Some people are just born into tragedy. The words run through my head as I watch Lo but I don't say anything. I wanted - want -  to let her rest since I'd been worried when I'd seen her yesterday. Noticing instantly how pale, tired and won out she'd looked. Scarily prominent shadows under her eyes.

Still, I say nothing, just keep my arms around her, keeping her close where I can know I've kept my promise to use. The one I made to keep her safe. Shifting a little I free one hand to run through her raven hair. I feel it run through my fingers. Seeing her soft smile and hearing the occasional low, breathy whisper crossed with a moan the longer I do so.

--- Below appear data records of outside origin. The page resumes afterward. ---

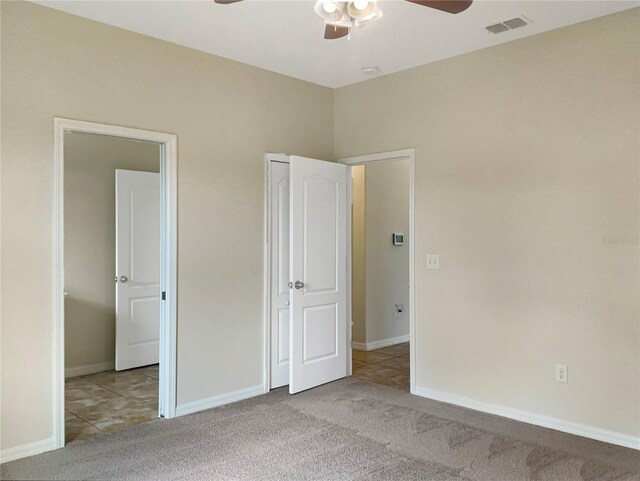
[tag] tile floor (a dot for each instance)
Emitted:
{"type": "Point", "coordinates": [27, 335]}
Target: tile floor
{"type": "Point", "coordinates": [106, 401]}
{"type": "Point", "coordinates": [388, 366]}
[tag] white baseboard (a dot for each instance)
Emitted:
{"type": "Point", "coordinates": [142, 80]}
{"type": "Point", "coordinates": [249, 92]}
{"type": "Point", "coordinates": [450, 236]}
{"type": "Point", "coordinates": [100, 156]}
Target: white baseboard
{"type": "Point", "coordinates": [220, 400]}
{"type": "Point", "coordinates": [592, 432]}
{"type": "Point", "coordinates": [26, 450]}
{"type": "Point", "coordinates": [370, 346]}
{"type": "Point", "coordinates": [89, 369]}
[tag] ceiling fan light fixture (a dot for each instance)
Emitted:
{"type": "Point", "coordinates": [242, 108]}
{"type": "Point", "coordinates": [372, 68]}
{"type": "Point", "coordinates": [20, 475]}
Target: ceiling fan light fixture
{"type": "Point", "coordinates": [361, 4]}
{"type": "Point", "coordinates": [361, 9]}
{"type": "Point", "coordinates": [329, 10]}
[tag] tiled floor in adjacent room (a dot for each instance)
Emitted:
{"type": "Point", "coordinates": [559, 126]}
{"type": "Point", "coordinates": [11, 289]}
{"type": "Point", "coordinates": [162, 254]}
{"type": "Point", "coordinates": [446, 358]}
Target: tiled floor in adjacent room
{"type": "Point", "coordinates": [388, 366]}
{"type": "Point", "coordinates": [106, 401]}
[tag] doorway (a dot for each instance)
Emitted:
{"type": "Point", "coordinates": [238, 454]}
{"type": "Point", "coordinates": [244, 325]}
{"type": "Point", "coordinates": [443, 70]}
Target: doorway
{"type": "Point", "coordinates": [382, 268]}
{"type": "Point", "coordinates": [399, 349]}
{"type": "Point", "coordinates": [115, 232]}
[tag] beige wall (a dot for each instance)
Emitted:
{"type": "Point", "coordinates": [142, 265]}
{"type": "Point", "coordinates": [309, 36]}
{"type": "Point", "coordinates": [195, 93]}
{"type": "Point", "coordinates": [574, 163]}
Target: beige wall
{"type": "Point", "coordinates": [527, 156]}
{"type": "Point", "coordinates": [226, 116]}
{"type": "Point", "coordinates": [387, 284]}
{"type": "Point", "coordinates": [358, 257]}
{"type": "Point", "coordinates": [90, 162]}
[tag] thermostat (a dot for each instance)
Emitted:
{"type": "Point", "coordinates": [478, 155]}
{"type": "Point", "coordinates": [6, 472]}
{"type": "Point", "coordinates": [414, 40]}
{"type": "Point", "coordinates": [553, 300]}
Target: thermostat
{"type": "Point", "coordinates": [398, 239]}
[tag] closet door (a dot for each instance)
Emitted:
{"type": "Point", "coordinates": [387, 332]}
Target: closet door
{"type": "Point", "coordinates": [318, 266]}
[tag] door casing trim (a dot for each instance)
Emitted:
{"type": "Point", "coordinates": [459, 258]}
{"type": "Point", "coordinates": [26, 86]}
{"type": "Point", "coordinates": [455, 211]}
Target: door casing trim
{"type": "Point", "coordinates": [351, 161]}
{"type": "Point", "coordinates": [169, 255]}
{"type": "Point", "coordinates": [409, 154]}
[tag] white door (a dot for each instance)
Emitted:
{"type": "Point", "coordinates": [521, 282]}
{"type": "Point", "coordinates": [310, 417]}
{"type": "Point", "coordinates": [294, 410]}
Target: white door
{"type": "Point", "coordinates": [279, 245]}
{"type": "Point", "coordinates": [137, 268]}
{"type": "Point", "coordinates": [318, 264]}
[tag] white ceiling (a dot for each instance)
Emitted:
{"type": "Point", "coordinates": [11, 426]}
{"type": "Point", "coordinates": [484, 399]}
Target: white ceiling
{"type": "Point", "coordinates": [287, 36]}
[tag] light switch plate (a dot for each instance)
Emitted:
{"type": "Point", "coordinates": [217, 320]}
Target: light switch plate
{"type": "Point", "coordinates": [433, 261]}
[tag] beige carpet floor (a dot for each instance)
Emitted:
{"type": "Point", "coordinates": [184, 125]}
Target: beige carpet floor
{"type": "Point", "coordinates": [346, 430]}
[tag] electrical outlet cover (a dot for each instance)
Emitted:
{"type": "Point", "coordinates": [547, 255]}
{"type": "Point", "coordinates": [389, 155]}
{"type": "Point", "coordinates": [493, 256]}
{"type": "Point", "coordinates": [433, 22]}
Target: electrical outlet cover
{"type": "Point", "coordinates": [562, 373]}
{"type": "Point", "coordinates": [433, 261]}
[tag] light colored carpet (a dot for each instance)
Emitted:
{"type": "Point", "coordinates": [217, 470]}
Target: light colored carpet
{"type": "Point", "coordinates": [346, 430]}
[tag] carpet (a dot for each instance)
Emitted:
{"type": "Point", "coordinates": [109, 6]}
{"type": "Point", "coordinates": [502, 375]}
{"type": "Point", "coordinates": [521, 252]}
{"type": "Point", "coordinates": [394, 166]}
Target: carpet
{"type": "Point", "coordinates": [346, 430]}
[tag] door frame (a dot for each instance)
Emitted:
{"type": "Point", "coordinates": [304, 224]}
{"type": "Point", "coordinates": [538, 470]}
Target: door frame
{"type": "Point", "coordinates": [351, 161]}
{"type": "Point", "coordinates": [268, 158]}
{"type": "Point", "coordinates": [168, 260]}
{"type": "Point", "coordinates": [404, 154]}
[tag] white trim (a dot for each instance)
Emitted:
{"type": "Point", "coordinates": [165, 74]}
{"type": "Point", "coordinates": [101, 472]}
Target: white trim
{"type": "Point", "coordinates": [26, 450]}
{"type": "Point", "coordinates": [583, 430]}
{"type": "Point", "coordinates": [370, 346]}
{"type": "Point", "coordinates": [349, 273]}
{"type": "Point", "coordinates": [168, 322]}
{"type": "Point", "coordinates": [268, 158]}
{"type": "Point", "coordinates": [220, 400]}
{"type": "Point", "coordinates": [409, 154]}
{"type": "Point", "coordinates": [89, 369]}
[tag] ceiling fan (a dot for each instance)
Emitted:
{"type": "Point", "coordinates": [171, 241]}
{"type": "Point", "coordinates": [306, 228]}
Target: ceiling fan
{"type": "Point", "coordinates": [340, 16]}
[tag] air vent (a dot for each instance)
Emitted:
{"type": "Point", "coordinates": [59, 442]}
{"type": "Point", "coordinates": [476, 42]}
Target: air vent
{"type": "Point", "coordinates": [515, 23]}
{"type": "Point", "coordinates": [497, 28]}
{"type": "Point", "coordinates": [507, 25]}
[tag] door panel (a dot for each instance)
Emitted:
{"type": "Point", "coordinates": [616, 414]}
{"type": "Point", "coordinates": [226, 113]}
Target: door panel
{"type": "Point", "coordinates": [279, 245]}
{"type": "Point", "coordinates": [137, 268]}
{"type": "Point", "coordinates": [318, 261]}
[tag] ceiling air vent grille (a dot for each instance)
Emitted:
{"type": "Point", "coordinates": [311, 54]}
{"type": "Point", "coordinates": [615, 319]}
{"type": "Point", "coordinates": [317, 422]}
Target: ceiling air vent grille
{"type": "Point", "coordinates": [507, 25]}
{"type": "Point", "coordinates": [515, 23]}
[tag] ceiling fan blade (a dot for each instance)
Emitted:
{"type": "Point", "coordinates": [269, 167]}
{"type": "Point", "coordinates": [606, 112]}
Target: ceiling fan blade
{"type": "Point", "coordinates": [449, 6]}
{"type": "Point", "coordinates": [331, 32]}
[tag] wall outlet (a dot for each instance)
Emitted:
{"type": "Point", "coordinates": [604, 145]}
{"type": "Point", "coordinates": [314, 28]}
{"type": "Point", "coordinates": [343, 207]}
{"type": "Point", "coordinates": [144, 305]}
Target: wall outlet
{"type": "Point", "coordinates": [562, 374]}
{"type": "Point", "coordinates": [433, 261]}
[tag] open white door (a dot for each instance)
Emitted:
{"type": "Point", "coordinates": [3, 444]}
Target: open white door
{"type": "Point", "coordinates": [279, 282]}
{"type": "Point", "coordinates": [318, 247]}
{"type": "Point", "coordinates": [137, 268]}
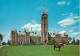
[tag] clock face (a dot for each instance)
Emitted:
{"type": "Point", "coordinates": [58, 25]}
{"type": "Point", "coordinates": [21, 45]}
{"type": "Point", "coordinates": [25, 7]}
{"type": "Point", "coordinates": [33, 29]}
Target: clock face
{"type": "Point", "coordinates": [44, 16]}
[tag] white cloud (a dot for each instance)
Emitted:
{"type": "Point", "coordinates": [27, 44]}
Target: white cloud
{"type": "Point", "coordinates": [33, 25]}
{"type": "Point", "coordinates": [64, 3]}
{"type": "Point", "coordinates": [33, 21]}
{"type": "Point", "coordinates": [74, 33]}
{"type": "Point", "coordinates": [68, 3]}
{"type": "Point", "coordinates": [69, 20]}
{"type": "Point", "coordinates": [61, 3]}
{"type": "Point", "coordinates": [70, 30]}
{"type": "Point", "coordinates": [65, 14]}
{"type": "Point", "coordinates": [62, 32]}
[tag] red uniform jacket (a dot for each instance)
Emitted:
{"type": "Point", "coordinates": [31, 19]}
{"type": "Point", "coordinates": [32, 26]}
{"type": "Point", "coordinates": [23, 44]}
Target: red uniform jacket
{"type": "Point", "coordinates": [57, 43]}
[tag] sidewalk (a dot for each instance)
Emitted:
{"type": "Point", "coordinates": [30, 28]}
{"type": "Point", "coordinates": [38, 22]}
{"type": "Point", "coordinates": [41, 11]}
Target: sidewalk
{"type": "Point", "coordinates": [1, 46]}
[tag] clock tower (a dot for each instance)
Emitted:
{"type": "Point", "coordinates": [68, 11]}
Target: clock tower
{"type": "Point", "coordinates": [44, 26]}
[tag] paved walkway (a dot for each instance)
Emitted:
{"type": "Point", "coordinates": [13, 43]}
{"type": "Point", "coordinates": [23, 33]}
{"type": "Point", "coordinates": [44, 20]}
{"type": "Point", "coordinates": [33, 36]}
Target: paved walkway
{"type": "Point", "coordinates": [1, 46]}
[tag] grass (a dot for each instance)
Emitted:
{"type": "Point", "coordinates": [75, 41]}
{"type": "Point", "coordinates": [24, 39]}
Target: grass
{"type": "Point", "coordinates": [39, 51]}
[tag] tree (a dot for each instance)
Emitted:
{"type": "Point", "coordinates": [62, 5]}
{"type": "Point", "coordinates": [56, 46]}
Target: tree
{"type": "Point", "coordinates": [73, 42]}
{"type": "Point", "coordinates": [64, 42]}
{"type": "Point", "coordinates": [77, 42]}
{"type": "Point", "coordinates": [51, 42]}
{"type": "Point", "coordinates": [32, 42]}
{"type": "Point", "coordinates": [8, 43]}
{"type": "Point", "coordinates": [69, 39]}
{"type": "Point", "coordinates": [1, 37]}
{"type": "Point", "coordinates": [3, 43]}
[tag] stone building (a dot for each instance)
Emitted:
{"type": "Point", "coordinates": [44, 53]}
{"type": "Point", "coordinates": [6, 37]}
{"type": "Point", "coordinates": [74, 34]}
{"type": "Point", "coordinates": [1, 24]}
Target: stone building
{"type": "Point", "coordinates": [26, 36]}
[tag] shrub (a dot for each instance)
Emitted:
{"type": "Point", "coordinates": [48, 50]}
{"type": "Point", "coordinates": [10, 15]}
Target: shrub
{"type": "Point", "coordinates": [51, 42]}
{"type": "Point", "coordinates": [32, 42]}
{"type": "Point", "coordinates": [3, 43]}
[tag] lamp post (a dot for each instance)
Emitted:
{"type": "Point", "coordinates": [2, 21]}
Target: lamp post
{"type": "Point", "coordinates": [0, 42]}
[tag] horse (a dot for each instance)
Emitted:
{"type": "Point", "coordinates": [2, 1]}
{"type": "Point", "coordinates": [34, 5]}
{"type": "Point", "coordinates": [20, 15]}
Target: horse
{"type": "Point", "coordinates": [57, 46]}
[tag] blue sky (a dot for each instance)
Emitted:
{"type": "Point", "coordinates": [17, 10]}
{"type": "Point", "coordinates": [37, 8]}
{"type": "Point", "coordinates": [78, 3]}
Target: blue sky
{"type": "Point", "coordinates": [63, 16]}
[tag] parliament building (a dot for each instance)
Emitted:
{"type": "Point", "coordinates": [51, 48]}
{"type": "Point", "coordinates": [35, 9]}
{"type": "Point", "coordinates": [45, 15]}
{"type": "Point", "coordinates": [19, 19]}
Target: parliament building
{"type": "Point", "coordinates": [26, 36]}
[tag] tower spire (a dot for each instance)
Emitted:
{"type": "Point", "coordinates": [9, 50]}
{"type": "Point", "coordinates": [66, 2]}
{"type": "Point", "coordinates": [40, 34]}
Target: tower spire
{"type": "Point", "coordinates": [44, 9]}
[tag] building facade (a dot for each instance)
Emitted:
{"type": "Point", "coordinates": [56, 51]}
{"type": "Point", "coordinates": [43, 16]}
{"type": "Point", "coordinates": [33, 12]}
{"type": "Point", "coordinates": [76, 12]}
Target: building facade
{"type": "Point", "coordinates": [26, 36]}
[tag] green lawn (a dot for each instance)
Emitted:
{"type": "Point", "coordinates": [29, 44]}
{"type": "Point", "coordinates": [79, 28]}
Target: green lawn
{"type": "Point", "coordinates": [39, 51]}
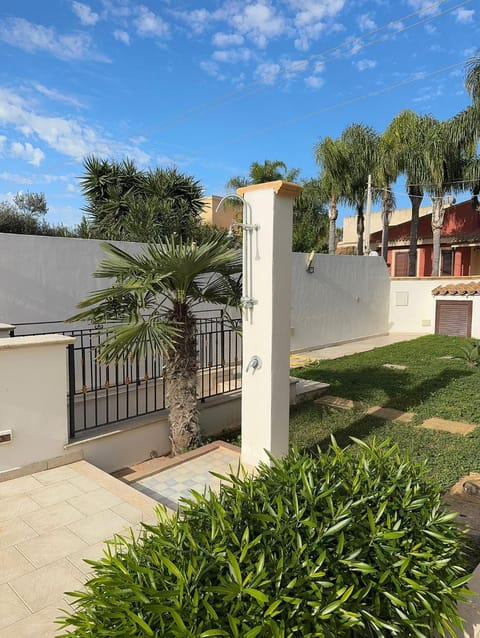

Nothing changes for a few beats of silence before Lo turns over more, wrapping her arms around me like she's trying to keep us together as one. Her legs tangled in mine but half wrapped around my waist. Snuggling closer so she's half lying on me. A contented sigh slipped from between her lips when she stopped moving.

"Morning," She yawned the word, shuffling closer where she'd started to slip, one eye cracked open and watching me. "Hey, are you ok? You were mumbling a little last night. In...in your sleep that is," Lo sits up a little, watching me with a concerned expression. Her beautiful grey eyes shone. "Mi amor? Are...are you ok?"

I nod, some part of me not trusting my ability to speak in case I do and this image shatters as an illusion. Part of me is still not sure what I'm seeing is real, even when I can feel her, hold her. Next to me, Lo offers me a confused yet adorable frown.

I sigh, taking one of her hands and using my other arm to hold her around her upper back and shoulders. Lo resting her head on my shoulder. "I'm ok mi querida tesoro preciosa de mi corazón," I mumble, softly kissing the top of Lo's head."Just still trying to convince myself this isn't going to disappear when I blink or look away," I mumble, looking down as if I can avoid seeing her reaction to my words. "Just trying to convince myself that you're real."

She laughs then, shuffling a little before she uses her hands to tip my head up so she can press her lips against mine. The action caused the two of us to seem to crash into one another like that first time in the classroom or behind the bonfire all over again. Re-reminding me of how good it felt being with her. At home. That's what this feels like with her. Being at home.

Eventually pulling apart she settles back next to me she leans her head back on my shoulder, a sneaky smile on her face. "That enough of a convincing gesture mi amor?" She all but whispers the words in my ear and I sigh, holding her closer. "I'll take that as a yes?" She tips her head to the side and I shrug. "Hey, what's wrong?"

"Memories," I mumble miserably, all the time I spent with Mari flashing through my head. "A past I can't escape no matter how hard I try." Lo sighs then, shuffling closer to offer me a shoulder to lean on. "I...I'd like to talk about her now. If-if that's ok with you?" I give Lo a look and wait.